The New York City Marathon this year is on November 4. The runners pass on the street at the foot of our block. Most years, the spouse and I go and cheer and chat with our neighbors who are out doing the same thing. Not this year, however. I will be out of the country when the marathon makes its way through my neighborhood, but the approach of that event always makes me think back to the times when I ran that marathon and about my running days in general.

Running just seems boring to many people, but I never found it so. For some, running is a form of meditation where an activity takes a person out of themselves into a different realm. On occasion I felt that. But mostly I think about the new experiences I got and the discoveries I made because I ran.

After I had run for a while, I decided to try a marathon, and I ran two marathons a year—one in the fall and another in the spring. Several months before the scheduled date, I would start increasing my weekly mileage with the goal of running seventy miles a week in the month before the race. I looked for ways to integrate running into my life so that the time it took to put in the miles would be less burdensome. An obvious way was to incorporate running into my commutes to work.

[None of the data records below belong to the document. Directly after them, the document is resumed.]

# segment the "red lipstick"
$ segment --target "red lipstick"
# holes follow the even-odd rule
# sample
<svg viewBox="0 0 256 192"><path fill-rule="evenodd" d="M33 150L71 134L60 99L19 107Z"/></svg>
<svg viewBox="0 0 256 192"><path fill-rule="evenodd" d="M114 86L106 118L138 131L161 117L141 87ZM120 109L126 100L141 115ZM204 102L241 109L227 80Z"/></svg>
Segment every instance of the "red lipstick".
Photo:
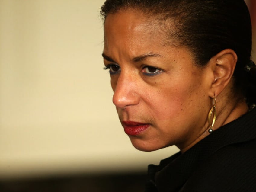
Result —
<svg viewBox="0 0 256 192"><path fill-rule="evenodd" d="M125 133L129 135L135 136L139 135L149 126L149 124L133 121L123 121Z"/></svg>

When I prepared for my first marathon, I worked several days a week in White Plains, a community north of New York City. My normal commute in the morning was to take the subway from Brooklyn to Grand Central Terminal. Then I caught a train to White Plains. The subway ride to Grand Central took about a half hour. I found that I could run that distance in about fifty minutes, so, I figured, that the run only took twenty minutes out of my day. I ran with a backpack in which I carried a towel and some dry clothes. At Grand Central, I would duck into the men’s room, towel off, and put on the fresh clothes. I kept stashes of clothes in my office, and when I got there, I would shower and change into work attire.

I varied my route to Grand Central. This not only gave me different mileages on different days, but it allowed me to see parts of New York City that I did not ordinarily see, and seeing new things was one of ways to keep running interesting.

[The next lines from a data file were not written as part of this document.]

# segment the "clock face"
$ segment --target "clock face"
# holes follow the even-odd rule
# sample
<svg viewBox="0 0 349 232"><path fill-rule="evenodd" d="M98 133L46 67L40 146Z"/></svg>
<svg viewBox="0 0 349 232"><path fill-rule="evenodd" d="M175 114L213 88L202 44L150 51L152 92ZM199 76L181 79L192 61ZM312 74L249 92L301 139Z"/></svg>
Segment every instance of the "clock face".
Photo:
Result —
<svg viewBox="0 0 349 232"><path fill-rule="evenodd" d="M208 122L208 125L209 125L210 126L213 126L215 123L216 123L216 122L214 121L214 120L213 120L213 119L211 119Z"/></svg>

Some days I substituted running for a different part of the commute. I would take the subway to Grand Central but get off the commuter train before White Plains and run to my office from these intermediate stops. I was not very familiar with the suburbs I was running through and this added to a sense of discovery that running gave me.

I furthered to my geographical knowledge when I had extra time. I would take the subway to a stop in the Bronx, the borough north of Manhattan and south of Westchester County’s White Plains. I discovered long runs through parks in the Bronx and Westchester County, parks that I otherwise would never have known about.

These running patterns changed after a few years of working in the suburbs when I bought a car to get to my office. I often worked until 10 PM. I did not run that late, and the commute by public transportation at that hour was longer than in the morning or afternoon and, frankly, often scary. The car got me home much quicker at night, and I felt safer.

But I used that car for running, too. I would find some place in between home and White Plains to park the car, get out, and run in an area I would not otherwise have gone to.  I ran the circumference of Roosevelt Island in the East River; I ran on the paths of Bronx and Westchester Parks; I ran the narrow streets of City Island, that seaside village that, surprisingly, is part of New York City. Except for that car and the running, I am not sure that I ever would have seen it and such places as Orchard Beach and Pelham Parkway and the dam up in Westchester, all spectacular places in their own ways.